- Location in the city of Depok, Java and Indonesia Cipayung, Depok (Java) Cipayung, Depok (Indonesia)
- Coordinates: 6°25′45″S 106°48′10″E﻿ / ﻿6.42917°S 106.80278°E
- Country: Indonesia
- Region: Java
- Province: West Java
- City: Depok

Area
- • Total: 11.375 km^{2} (4.392 sq mi)
- Elevation: 64 m (210 ft)

Population (mid 2023 estimate)
- • Total: 184,930
- • Density: 16,258/km^{2} (42,107/sq mi)
- Time zone: UTC+7 (IWST)
- Area code: (+62) 21
- Vehicle registration: B
- Villages: 5
- Website: cipayung.depok.go.id

= Cipayung, Depok =

Cipayung is a town and an administrative district (kecamatan) within the city of Depok, in the province of West Java, Indonesia (not to be confused with the district of the same name in the city of East Jakarta). It covers an area of 11.375 km^{2} and had a population of 127,917 at the 2010 Census and 171,600 at the 2020 Census; the latest official estimate (as at mid 2023) is 184,930.

==Communities==
Cipayung District is sub-divided into five urban communities (kelurahan) listed below with their areas and their officially-estimated populations as at mid 2022, together with their postcodes.
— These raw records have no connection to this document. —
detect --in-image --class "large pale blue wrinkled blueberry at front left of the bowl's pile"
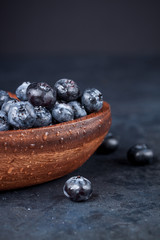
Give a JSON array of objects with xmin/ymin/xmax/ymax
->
[{"xmin": 8, "ymin": 101, "xmax": 36, "ymax": 129}]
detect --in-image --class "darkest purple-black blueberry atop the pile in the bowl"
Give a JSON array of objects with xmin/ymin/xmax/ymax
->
[{"xmin": 27, "ymin": 82, "xmax": 56, "ymax": 109}]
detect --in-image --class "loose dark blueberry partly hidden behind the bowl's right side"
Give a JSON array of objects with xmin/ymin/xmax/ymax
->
[{"xmin": 96, "ymin": 133, "xmax": 119, "ymax": 154}]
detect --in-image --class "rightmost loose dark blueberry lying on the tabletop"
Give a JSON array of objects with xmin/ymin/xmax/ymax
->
[{"xmin": 127, "ymin": 144, "xmax": 154, "ymax": 165}]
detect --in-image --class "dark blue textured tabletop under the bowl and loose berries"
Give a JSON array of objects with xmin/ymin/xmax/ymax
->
[{"xmin": 0, "ymin": 56, "xmax": 160, "ymax": 240}]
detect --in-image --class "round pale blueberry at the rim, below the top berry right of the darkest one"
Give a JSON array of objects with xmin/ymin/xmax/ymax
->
[{"xmin": 52, "ymin": 103, "xmax": 74, "ymax": 123}]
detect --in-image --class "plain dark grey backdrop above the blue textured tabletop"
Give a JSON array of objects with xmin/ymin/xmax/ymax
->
[{"xmin": 0, "ymin": 0, "xmax": 160, "ymax": 55}]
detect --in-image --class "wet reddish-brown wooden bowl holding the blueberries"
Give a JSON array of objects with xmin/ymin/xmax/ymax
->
[{"xmin": 0, "ymin": 96, "xmax": 111, "ymax": 190}]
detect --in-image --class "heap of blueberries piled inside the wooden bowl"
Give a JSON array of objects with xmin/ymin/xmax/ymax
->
[{"xmin": 0, "ymin": 79, "xmax": 103, "ymax": 131}]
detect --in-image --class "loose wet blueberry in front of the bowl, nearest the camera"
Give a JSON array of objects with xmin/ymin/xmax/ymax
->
[{"xmin": 63, "ymin": 176, "xmax": 92, "ymax": 202}]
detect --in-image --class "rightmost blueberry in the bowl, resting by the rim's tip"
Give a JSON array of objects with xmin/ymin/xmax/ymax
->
[{"xmin": 81, "ymin": 88, "xmax": 103, "ymax": 113}]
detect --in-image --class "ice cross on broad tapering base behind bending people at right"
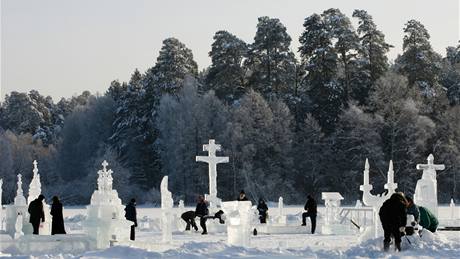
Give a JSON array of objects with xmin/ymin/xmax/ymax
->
[{"xmin": 414, "ymin": 154, "xmax": 444, "ymax": 216}]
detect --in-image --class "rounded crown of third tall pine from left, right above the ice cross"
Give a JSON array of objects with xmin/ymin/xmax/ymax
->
[{"xmin": 245, "ymin": 16, "xmax": 296, "ymax": 100}]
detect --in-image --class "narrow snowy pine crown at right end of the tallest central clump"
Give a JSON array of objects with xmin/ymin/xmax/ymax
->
[{"xmin": 351, "ymin": 10, "xmax": 392, "ymax": 105}]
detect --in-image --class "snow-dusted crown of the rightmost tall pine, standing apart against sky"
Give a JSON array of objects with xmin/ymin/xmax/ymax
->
[{"xmin": 396, "ymin": 20, "xmax": 441, "ymax": 97}]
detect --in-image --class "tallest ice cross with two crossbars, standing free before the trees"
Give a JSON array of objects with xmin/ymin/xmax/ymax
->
[{"xmin": 196, "ymin": 139, "xmax": 229, "ymax": 197}]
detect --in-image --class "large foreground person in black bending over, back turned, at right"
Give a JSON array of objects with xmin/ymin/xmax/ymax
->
[{"xmin": 379, "ymin": 192, "xmax": 407, "ymax": 251}]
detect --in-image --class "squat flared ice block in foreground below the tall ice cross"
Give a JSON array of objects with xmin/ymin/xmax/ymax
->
[{"xmin": 222, "ymin": 201, "xmax": 252, "ymax": 246}]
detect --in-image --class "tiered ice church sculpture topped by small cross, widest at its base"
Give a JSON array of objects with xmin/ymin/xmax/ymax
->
[{"xmin": 82, "ymin": 161, "xmax": 133, "ymax": 249}]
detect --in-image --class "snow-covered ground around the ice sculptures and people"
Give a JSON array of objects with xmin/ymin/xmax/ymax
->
[{"xmin": 0, "ymin": 206, "xmax": 460, "ymax": 258}]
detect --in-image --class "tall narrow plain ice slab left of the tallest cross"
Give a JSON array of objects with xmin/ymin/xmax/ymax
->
[{"xmin": 160, "ymin": 176, "xmax": 173, "ymax": 243}]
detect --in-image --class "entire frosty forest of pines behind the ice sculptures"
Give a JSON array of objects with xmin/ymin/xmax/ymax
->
[{"xmin": 0, "ymin": 9, "xmax": 460, "ymax": 204}]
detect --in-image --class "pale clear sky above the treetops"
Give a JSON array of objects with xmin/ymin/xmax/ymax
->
[{"xmin": 0, "ymin": 0, "xmax": 459, "ymax": 101}]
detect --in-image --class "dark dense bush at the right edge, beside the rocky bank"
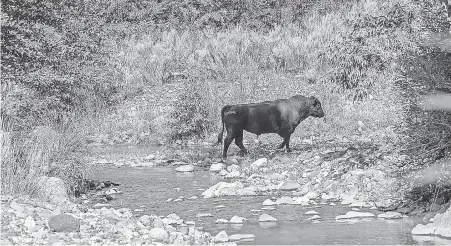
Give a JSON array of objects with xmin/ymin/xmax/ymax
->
[{"xmin": 397, "ymin": 50, "xmax": 451, "ymax": 166}]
| Kode Wilayah | Name of kelurahan | Area in km^{2} | Population mid 2022 estimate | Post code |
|---|---|---|---|---|
| 32.76.07.1001 | Cipayung (town) | 2.14 | 30,820 | 16437 |
| 32.76.07.1002 | Cipaying Jaya | 2.35 | 20,418 | 16437 |
| 32.76.07.1003 | Ratu Jaya | 3.05 | 41,264 | 16439 |
| 32.76.07.1004 | Bojong Pondok Terong | 2.20 | 36,698 | 16436 |
| 32.76.07.1005 | Pondok Jaya | 1.71 | 27,712 | 16438 |
| 32.76.07 | Totals | 11.45 | 156,912 ^{(a)} |  |

Notes: (a) comprising 79,071 males and 77,841 females.